Adwokatowi należy się wynagrodzenie odpowiadające nakładowi i jakości pracy. To sedno wyroku Sądu Najwyższego (sygnatura akt: I CSK 611/10).
Starsi adwokaci w zasadzie nie idą do sądu, gdy klient nie chce uregulować honorarium (pewnie się też na taką okoliczność zabezpieczają, biorąc co się da z góry), ale coraz częściej większe kancelarie traktują honorarium za pomoc prawną jak normalną zapłatę za usługę i nie odpuszczają, a sprawy trafiają do sądu.
Było na słowo
Jedna z największych warszawskich kancelarii pozwała przedsiębiorstwo deweloperskie o zapłatę 213 tys. zł jako nieuregulowanego wynagrodzenia za usługi prawnicze.
Przez kilka lat współpraca przebiegała bez zakłóceń, ale w 2005 r. przedsiębiorstwo odmówiło uregulowania faktur wystawionych przez kancelarię za ten rok.

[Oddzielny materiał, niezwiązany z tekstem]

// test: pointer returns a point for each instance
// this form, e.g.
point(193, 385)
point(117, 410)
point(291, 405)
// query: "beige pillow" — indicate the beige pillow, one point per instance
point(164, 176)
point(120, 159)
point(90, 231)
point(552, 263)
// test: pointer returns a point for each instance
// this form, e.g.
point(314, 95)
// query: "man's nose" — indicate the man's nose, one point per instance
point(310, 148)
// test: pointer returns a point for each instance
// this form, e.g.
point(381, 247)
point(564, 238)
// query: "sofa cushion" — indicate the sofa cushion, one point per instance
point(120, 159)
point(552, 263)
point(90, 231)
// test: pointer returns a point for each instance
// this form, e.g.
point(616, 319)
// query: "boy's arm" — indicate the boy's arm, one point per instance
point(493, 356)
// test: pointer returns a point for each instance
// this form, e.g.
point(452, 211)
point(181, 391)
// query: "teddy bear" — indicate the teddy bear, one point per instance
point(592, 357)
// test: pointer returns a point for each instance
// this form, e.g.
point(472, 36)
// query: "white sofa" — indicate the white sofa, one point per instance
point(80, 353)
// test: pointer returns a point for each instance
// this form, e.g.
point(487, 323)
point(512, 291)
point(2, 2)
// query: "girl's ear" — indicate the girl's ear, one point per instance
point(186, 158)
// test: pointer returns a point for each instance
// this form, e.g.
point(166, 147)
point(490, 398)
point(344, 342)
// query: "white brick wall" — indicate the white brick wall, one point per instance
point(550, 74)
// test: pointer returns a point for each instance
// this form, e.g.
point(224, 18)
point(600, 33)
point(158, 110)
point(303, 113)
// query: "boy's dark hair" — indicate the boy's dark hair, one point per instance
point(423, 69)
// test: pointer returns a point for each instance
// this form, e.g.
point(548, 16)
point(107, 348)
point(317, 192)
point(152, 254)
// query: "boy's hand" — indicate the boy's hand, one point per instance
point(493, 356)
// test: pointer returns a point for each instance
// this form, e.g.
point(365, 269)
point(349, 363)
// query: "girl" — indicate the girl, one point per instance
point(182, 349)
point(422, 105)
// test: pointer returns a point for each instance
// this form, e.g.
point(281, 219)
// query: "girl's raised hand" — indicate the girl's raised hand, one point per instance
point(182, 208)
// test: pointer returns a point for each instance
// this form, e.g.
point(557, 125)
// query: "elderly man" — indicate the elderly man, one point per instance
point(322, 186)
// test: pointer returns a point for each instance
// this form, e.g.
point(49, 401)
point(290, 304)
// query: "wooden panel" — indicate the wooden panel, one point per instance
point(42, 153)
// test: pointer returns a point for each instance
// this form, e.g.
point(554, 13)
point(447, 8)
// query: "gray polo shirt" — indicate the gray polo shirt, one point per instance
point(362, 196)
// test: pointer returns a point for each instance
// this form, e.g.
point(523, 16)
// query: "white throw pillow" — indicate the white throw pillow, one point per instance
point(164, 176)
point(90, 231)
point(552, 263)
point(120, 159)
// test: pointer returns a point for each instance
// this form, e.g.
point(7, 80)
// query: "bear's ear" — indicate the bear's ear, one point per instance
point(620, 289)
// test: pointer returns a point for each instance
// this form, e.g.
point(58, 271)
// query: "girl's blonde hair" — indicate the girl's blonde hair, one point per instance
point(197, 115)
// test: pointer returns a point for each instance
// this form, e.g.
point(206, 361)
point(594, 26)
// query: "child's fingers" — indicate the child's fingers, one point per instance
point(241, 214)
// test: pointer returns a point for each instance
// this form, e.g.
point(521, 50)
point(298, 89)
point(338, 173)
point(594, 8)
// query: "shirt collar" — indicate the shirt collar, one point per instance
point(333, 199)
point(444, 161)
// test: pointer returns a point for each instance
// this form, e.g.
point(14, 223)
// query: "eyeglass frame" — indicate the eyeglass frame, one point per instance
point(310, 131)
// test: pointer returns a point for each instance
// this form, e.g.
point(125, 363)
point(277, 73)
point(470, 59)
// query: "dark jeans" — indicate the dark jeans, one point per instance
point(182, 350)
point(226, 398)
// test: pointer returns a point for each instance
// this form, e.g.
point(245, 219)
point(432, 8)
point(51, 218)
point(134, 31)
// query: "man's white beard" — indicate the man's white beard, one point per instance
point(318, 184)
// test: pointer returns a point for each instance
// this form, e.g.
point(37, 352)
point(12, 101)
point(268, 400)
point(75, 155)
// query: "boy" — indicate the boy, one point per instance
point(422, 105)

Kancelaria miała dowody, że prowadziła trzy sprawy pozwanego: jedną dużą, bo o 40 mln zł, przed Sądem Arbitrażowym, drugą, mniejszą, przed sądem powszechnym, wreszcie dość prostą ze skargi na czynności komornika. Nie miała jednak umowy pisemnej, w szczególności nie ustaliła na piśmie wysokości honorarium. W tej sytuacji sądy niższych instancji zgodnie zasądziły za usługi kancelarii jedynie 9 tys. zł, sięgając do tzw. taksy adwokackiej i wskazanych w niej minimalnych stawek – choć taksa pozwala podnieść je sześciokrotnie.